Causes and possible solutions!

As a parent, it is devastating news to learn from the schoolteacher or principal that your child is a bully. Thinking that your child could harm others is a painful thought.

Children’s friendship skills are essential indicators of your child’s general mental health level. If your child participates in verbal or physical bullying, it could signify severe distress. Your child might be experiencing depression or anxiety and is struggling to regulate his emotions and behaviour. 

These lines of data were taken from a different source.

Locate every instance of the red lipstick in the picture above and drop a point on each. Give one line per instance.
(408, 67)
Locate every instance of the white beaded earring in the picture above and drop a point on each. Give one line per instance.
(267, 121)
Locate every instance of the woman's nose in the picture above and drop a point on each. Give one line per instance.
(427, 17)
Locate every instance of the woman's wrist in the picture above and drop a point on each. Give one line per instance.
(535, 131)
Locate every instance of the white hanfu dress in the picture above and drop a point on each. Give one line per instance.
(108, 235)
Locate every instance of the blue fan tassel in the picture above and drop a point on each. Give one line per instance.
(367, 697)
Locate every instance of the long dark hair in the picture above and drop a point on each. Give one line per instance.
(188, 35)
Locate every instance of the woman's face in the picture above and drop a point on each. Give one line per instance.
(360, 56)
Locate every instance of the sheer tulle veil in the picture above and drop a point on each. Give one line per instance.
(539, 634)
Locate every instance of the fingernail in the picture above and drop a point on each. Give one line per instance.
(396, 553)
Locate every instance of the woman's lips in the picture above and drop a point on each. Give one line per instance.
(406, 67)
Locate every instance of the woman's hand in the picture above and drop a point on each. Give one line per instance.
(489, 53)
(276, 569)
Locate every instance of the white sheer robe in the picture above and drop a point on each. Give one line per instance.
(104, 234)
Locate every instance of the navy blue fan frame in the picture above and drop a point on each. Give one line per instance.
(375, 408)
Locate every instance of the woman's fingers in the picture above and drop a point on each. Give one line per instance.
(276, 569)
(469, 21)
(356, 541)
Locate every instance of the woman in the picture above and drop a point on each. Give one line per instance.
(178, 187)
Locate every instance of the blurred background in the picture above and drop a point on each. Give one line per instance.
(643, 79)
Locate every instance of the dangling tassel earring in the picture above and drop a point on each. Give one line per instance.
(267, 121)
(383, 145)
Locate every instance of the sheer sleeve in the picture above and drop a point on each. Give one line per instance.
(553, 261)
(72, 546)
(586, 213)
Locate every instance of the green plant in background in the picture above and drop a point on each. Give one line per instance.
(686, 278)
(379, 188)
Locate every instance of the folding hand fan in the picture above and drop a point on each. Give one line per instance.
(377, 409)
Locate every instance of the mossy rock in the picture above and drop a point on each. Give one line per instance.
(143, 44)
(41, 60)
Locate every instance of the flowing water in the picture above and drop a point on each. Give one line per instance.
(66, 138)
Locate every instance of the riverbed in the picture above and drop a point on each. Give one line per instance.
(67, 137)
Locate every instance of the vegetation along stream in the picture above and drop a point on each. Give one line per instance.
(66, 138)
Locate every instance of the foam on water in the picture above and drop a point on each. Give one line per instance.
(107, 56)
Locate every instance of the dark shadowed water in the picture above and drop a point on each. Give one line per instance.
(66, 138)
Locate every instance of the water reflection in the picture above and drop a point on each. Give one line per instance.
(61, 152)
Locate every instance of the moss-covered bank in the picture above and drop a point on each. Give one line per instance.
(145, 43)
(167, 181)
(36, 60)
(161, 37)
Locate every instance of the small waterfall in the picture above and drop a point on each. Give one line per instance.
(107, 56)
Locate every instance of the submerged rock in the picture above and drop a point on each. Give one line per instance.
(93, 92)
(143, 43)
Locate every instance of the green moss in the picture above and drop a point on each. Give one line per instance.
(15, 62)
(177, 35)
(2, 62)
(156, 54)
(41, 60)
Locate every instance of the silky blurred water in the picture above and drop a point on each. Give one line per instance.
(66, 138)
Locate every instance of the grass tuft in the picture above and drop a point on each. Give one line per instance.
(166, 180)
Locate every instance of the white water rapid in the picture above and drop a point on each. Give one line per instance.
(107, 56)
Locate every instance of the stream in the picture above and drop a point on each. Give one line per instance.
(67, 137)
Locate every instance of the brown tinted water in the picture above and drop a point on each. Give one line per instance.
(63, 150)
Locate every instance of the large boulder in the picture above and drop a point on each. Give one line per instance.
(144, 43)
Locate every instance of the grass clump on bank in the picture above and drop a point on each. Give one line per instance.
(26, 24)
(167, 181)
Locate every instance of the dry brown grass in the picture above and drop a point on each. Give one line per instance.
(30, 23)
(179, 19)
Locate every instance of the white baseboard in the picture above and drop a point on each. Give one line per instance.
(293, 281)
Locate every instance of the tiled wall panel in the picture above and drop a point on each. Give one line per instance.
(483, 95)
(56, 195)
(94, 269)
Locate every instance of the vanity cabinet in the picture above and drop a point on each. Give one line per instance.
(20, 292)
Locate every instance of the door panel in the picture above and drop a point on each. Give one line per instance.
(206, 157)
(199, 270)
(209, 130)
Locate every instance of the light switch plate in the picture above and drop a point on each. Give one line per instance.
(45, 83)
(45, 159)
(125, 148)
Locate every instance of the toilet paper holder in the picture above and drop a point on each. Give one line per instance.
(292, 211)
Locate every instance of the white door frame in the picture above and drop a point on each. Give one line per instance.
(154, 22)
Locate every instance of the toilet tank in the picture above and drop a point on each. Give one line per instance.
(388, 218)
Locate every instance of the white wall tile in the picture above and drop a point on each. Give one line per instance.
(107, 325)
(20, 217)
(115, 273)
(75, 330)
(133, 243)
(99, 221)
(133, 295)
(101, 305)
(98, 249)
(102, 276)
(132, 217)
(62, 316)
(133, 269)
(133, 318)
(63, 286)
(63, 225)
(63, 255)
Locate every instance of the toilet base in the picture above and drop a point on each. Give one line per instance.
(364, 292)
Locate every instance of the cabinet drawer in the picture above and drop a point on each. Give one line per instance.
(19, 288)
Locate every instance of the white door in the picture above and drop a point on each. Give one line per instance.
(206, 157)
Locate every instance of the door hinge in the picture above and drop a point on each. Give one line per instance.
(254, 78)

Time to highlight a few examples of why a child may act unfriendly towards other children:

  • He wants to fit in with the group that bullies a particular individual in the classroom.
  • He is often bullied at home or school and tries to regain a sense of power by acting aggressively towards others.
  • He wants to seek the attention of his class peers, teachers, or parents and feels he cannot get it any other way.
  • He tends to be more assertive and impulsive than others.
  • He is inclined to view the behaviour of others as hostile, even when it is not.
  • He does not fully understand how his behaviour makes the other children feel (this is especially applicable to young children).

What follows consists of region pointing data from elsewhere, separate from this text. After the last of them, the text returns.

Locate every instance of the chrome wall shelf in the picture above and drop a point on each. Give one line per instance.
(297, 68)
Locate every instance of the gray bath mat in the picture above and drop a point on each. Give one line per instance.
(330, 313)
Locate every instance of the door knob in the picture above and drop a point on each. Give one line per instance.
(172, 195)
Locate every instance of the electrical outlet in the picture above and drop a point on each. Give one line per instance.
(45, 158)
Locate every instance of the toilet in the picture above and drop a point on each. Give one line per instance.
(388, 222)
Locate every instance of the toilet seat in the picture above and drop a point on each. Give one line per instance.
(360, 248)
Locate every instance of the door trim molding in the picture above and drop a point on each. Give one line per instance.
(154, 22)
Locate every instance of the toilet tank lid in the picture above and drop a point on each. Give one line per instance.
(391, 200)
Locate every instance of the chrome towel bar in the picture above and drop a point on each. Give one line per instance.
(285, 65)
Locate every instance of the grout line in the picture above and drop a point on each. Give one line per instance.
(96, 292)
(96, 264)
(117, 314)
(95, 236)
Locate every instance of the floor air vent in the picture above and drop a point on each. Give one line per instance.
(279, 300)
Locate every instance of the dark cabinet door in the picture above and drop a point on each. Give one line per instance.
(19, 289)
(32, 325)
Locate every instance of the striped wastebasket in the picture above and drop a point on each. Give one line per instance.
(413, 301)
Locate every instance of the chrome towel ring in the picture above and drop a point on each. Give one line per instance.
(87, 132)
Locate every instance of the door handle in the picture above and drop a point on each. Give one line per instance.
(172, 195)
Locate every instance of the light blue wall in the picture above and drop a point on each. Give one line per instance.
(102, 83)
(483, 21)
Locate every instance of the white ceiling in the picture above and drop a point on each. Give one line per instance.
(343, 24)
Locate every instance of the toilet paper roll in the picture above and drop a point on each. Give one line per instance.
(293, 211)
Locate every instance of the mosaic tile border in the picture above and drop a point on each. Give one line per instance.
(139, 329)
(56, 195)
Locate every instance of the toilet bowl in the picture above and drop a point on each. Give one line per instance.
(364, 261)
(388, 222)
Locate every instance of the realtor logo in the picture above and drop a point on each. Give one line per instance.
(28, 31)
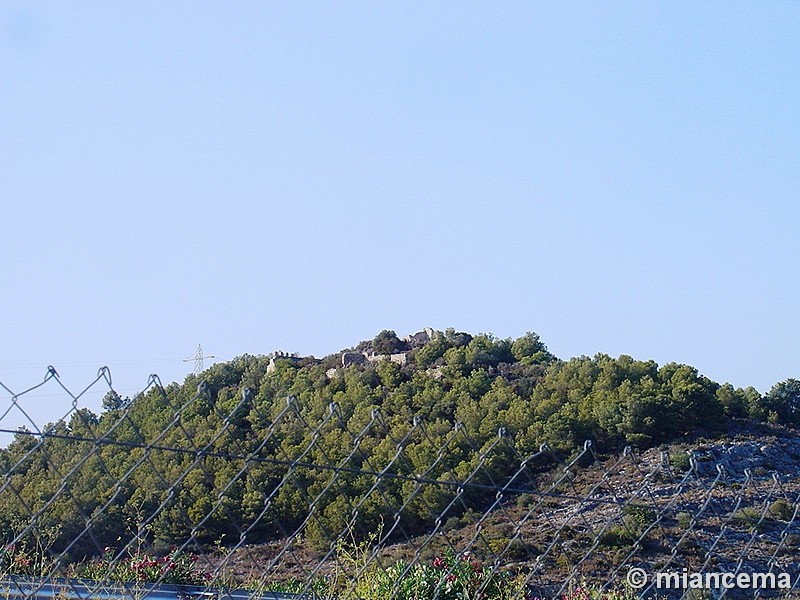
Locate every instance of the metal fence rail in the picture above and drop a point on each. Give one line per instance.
(216, 494)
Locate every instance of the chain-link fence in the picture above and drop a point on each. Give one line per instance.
(216, 493)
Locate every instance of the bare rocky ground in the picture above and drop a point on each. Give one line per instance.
(726, 503)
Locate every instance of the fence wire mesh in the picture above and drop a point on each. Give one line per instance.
(220, 494)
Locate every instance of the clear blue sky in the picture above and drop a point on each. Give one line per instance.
(619, 177)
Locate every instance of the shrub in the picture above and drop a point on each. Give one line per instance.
(781, 509)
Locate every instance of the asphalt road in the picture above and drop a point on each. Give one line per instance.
(28, 588)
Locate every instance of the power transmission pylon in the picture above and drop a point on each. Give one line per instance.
(198, 357)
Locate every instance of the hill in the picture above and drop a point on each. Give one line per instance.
(414, 433)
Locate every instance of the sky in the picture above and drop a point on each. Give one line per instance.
(619, 177)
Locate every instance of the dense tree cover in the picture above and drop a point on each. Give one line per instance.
(226, 456)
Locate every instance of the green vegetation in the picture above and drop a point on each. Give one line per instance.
(157, 469)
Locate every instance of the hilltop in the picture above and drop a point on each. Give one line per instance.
(274, 449)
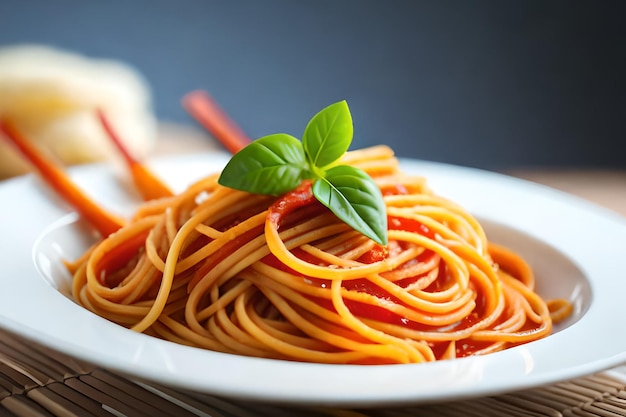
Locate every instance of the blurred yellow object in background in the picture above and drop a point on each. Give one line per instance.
(52, 95)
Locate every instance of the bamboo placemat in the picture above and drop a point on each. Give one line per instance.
(39, 382)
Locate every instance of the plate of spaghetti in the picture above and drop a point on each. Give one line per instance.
(483, 284)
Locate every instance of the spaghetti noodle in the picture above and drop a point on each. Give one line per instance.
(283, 278)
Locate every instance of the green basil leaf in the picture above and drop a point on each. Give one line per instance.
(328, 135)
(355, 198)
(271, 165)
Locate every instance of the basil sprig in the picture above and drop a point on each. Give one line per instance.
(278, 163)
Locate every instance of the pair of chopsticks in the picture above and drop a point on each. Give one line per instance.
(198, 103)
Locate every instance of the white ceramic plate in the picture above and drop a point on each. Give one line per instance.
(577, 249)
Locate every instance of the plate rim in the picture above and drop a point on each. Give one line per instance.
(139, 368)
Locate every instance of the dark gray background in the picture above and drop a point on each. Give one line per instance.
(491, 84)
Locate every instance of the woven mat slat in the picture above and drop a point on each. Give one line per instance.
(38, 382)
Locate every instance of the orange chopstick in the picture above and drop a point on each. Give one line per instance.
(201, 106)
(103, 221)
(148, 184)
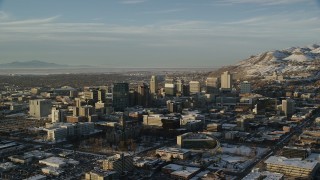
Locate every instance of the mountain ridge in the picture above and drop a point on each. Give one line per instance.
(291, 62)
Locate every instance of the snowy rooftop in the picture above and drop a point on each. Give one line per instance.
(185, 172)
(173, 167)
(54, 160)
(295, 162)
(170, 149)
(36, 177)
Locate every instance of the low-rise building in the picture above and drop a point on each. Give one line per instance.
(255, 175)
(292, 167)
(98, 174)
(119, 163)
(167, 153)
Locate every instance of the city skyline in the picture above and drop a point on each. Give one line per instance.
(149, 33)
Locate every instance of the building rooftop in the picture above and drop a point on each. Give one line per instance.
(266, 175)
(7, 166)
(295, 162)
(36, 177)
(170, 149)
(185, 172)
(173, 167)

Let’s have a look at valuable tips you can do as a parent to ensure your child harbors respectful relationships with others:


Be open and listen to what others have to say about your child’s behaviour and your own. 

Set the example at home

Parents must realise that their behaviour could influence their children, including how they speak to their children and spouses, and how they deal with anger and other challenging emotions. So make sure your homelife reflects the behaviour you would like your children to adopt.

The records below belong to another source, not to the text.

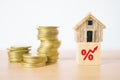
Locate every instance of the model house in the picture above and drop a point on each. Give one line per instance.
(89, 29)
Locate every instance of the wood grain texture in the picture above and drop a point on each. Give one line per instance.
(65, 69)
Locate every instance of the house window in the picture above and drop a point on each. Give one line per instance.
(89, 36)
(90, 22)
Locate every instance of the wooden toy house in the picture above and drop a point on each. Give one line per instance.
(88, 35)
(89, 29)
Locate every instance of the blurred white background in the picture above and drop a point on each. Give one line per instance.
(19, 20)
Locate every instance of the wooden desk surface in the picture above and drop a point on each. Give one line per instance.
(65, 69)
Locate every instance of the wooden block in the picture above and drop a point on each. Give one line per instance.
(88, 53)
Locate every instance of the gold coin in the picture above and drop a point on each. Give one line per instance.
(28, 65)
(20, 47)
(34, 59)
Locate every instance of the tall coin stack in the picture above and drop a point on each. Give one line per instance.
(49, 42)
(15, 53)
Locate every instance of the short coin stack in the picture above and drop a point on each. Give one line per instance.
(49, 42)
(34, 60)
(15, 53)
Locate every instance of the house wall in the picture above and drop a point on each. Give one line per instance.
(81, 33)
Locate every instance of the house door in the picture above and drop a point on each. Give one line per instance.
(89, 36)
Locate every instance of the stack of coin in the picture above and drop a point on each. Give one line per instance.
(34, 60)
(15, 53)
(49, 42)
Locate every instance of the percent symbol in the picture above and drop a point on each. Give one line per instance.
(87, 54)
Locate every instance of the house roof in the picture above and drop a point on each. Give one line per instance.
(89, 16)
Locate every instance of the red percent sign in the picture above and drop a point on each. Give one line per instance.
(86, 54)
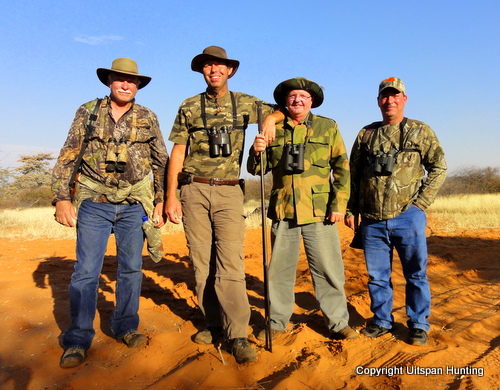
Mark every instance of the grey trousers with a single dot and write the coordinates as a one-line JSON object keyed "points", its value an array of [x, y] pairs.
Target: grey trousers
{"points": [[322, 246], [214, 224]]}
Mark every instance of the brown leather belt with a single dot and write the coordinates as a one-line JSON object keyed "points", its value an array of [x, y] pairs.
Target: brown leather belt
{"points": [[213, 181]]}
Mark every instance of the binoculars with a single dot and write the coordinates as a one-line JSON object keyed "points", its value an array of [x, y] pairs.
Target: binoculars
{"points": [[116, 156], [384, 162], [294, 157], [219, 142]]}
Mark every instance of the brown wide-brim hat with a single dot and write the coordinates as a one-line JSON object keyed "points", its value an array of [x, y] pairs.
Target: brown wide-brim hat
{"points": [[286, 86], [211, 53], [123, 66]]}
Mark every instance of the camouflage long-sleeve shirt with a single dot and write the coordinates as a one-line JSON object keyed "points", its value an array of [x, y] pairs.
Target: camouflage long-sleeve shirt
{"points": [[189, 129], [311, 195], [416, 178], [138, 140]]}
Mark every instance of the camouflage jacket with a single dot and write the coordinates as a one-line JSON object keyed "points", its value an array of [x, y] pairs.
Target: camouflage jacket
{"points": [[311, 195], [143, 150], [189, 129], [418, 172]]}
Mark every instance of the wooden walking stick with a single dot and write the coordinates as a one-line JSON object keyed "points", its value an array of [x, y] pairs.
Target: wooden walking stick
{"points": [[267, 315]]}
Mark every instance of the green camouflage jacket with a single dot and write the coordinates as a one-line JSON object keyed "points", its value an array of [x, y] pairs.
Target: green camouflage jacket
{"points": [[189, 129], [417, 175], [143, 150], [311, 195]]}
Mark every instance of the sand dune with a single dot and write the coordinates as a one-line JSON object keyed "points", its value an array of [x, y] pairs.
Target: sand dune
{"points": [[463, 350]]}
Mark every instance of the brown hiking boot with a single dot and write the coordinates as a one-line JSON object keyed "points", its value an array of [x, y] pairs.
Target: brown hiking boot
{"points": [[274, 333], [133, 339], [346, 333], [209, 335], [242, 351], [73, 357]]}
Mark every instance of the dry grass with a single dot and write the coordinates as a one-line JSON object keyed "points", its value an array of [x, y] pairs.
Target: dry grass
{"points": [[453, 212], [467, 211]]}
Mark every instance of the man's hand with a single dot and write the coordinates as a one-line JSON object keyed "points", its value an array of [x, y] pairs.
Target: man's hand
{"points": [[352, 222], [269, 126], [174, 210], [335, 217], [65, 213], [259, 144], [159, 215]]}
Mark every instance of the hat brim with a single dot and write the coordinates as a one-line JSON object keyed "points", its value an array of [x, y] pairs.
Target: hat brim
{"points": [[286, 86], [103, 73], [198, 62]]}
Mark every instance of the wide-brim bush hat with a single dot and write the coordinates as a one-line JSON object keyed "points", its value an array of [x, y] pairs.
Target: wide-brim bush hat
{"points": [[392, 82], [286, 86], [123, 66], [211, 53]]}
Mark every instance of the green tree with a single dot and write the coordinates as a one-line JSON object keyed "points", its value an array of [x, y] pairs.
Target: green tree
{"points": [[31, 181]]}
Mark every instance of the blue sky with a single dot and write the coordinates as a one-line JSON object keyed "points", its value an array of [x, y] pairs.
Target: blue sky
{"points": [[447, 53]]}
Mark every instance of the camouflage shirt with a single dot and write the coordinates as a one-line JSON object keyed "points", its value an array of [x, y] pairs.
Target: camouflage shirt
{"points": [[143, 150], [189, 129], [311, 195], [418, 173]]}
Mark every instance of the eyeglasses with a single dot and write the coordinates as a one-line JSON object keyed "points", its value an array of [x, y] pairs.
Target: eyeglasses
{"points": [[300, 98]]}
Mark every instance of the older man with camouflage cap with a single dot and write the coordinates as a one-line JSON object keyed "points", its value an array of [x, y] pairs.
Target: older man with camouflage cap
{"points": [[397, 168], [122, 146], [208, 136], [307, 153]]}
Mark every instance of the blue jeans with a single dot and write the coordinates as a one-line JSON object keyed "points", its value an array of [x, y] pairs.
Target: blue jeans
{"points": [[406, 233], [96, 221]]}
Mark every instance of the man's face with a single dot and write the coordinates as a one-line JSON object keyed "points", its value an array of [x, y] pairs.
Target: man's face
{"points": [[299, 103], [123, 87], [216, 73], [392, 104]]}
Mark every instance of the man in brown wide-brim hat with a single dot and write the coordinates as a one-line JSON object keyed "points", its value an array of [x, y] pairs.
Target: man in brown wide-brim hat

Put meaningful consequences in place.

Punishment is only effective when it is meaningful and restricted. A privilege that is withheld for too long, for example, when you take away your child’s phone for cyber-bullying, loses its validity. Instill positive reinforcement and not negative reinforcement. Once your child has regained his privileges, you should explain the situation to him and allow for him to apologise.

Monitor the situation

Those surrounding him should always be on the lookout for problematic behaviour and praise him when he shows kindness towards others.

Stay connected

You should keep an open communication channel with your child, talk to him daily, and ask open-ended questions. Communication will place you in a better position to recognise signs of bullying. Children who share their news with their parents willingly feel comfortable speaking to them, which is an accomplishment. Therefore, you need to stay connected with your child in a supportive, non-judgmental manner. Connection is key to reducing aggressive behaviour in your child. However, if you are continuously working on your child’s friendship skills but the bullying continues, you should seek help. Your child might need a therapist’s help to work through underlying problems.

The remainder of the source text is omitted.